Clare’s Blog Nov 2015
All I want for Christmas...
Nestled deep in the heart of the Northamptonshire countryside the team at Warner Edwards are beginning to witness the festive season come into full force with Christmas orders flying out the distillery doors and the gentle whisper of ‘All I want for Christmas' by Mariah Carey.
The Winter weather has arrived and smugly watches as we all fumble around our glove boxes in search of our de-icer and a pair of thermal gloves. Whether you like it or not, Winter is here and its set to be a mighty chilly one. To warm your cockles and get you feeling cosy and festive we've got the Winter recipes covered.
25ml Harrington Dry Gin
25ml Harrington Sloe Gin
Cloudy apple juice
Any herbs and spices you fancy.
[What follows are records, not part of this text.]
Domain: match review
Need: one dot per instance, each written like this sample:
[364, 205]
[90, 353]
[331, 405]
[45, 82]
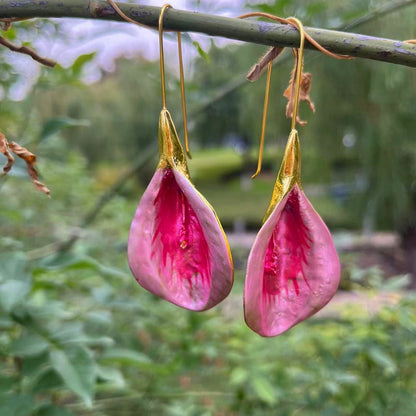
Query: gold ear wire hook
[263, 123]
[181, 74]
[299, 67]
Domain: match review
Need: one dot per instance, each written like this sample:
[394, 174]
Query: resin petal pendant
[293, 268]
[177, 248]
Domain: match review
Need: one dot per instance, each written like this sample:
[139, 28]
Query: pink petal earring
[293, 268]
[177, 248]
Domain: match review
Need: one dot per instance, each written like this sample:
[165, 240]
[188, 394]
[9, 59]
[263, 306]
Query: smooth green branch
[357, 45]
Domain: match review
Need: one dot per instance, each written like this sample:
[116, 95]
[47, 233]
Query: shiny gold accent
[263, 123]
[289, 173]
[299, 68]
[171, 153]
[181, 74]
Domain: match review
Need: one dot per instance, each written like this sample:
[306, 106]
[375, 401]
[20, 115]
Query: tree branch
[357, 45]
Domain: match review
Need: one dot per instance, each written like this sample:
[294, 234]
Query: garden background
[78, 336]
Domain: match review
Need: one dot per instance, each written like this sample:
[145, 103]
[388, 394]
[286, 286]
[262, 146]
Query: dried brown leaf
[305, 88]
[257, 69]
[4, 148]
[30, 160]
[27, 51]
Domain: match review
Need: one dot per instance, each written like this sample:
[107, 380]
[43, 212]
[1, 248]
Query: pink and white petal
[293, 269]
[177, 247]
[222, 271]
We like cardamom, cinnamon, cloves, ginger, nutmeg, orange and star anise.
Simply pour the gin into the glass and then top it up with the mulled apple juice mixture. And there you have it… mulled gin. Delicious.
If you are anything like me the colder winter weather leaves me with the unhinged ability to consume twice as much food and this recipe by our good friend and hugely talented Chef Joe Buckley at Harrington's local pub, the Tollemache Arms, is guaranteed to please (@Joe__Buckley).
Tawery is a place where the process of preparing leather hides before they were stained or tanned was carried out. The hides would be soaked in different solutions over night to allow them to be cleaned and more importantly letting them relax so they could be stretched to make shoes. Northampton being famous for leather shoes, would have been full of Taweries, so Joe felt it was a term that summed up his signature dish well.
An important part of the dish is the marinating of the meat and also the reinvented cobbler on top, which is made with dripping not butter and enriched further with smoked bacon.
500g Diced venison haunch or beef chuck
100ml Warner Edwards Harrington Sloe Gin
4 Bay leafs
2 Red onions (sliced)
1 Celeriac (peeled & diced)
2 Garlic cloves (crushed)
2 Sprigs rosemary (picked & chopped)
2 Pints of a dark ale
Salt and pepper
2 Litres beef gravy
500g Self-raising flour
150g Beef dripping
75ml Rapeseed oil
2 tbsp. Chopped rosemary
100g Smoked streaky bacon (diced & roasted)
You can use venison or if prefer diced lamb shoulder or beef chuck, all work really well. The day before cooking I like to marinade the venison which is a great way of getting some more flavour into it. Place your meat, rosemary, bay leafs and sloe gin in a bowl, massage it in and leave to relax in the fridge for the night.
Pan fry the venison until golden brown all over. This is very important as browning meat not only gives the stew a gorgeous roasted flavour but it also starts the cooking process, meaning you can eat it sooner. Drain the venison in a sieve to collect all the fat and juices.
In a deep casserole pan slowly fry off red onions, celeriac and rosemary in rapeseed oil which gives a lovely nutty flavour. Add rosemary and the venison, covering with ale and the sloe gin from the marinade which gives the most incredible fruity note to the dish. Bring to the boil and add gravy. Place in the oven at 120 degrees for 4 hours or place in a slow cooker.
Rub the flour and dripping together until they look like fine breadcrumbs. Add the rosemary, bacon and a pinch of black pepper. Stir in the oil and milk until the mixture comes together. Briefly knead until it all forms a smooth dough. Roll out to 1 inch thick and cut into a desired shape.
Pour venison mix into a pie dish and top with the dripping cobbler. Egg wash and bake at 160 degrees for 1 hour until all golden brown.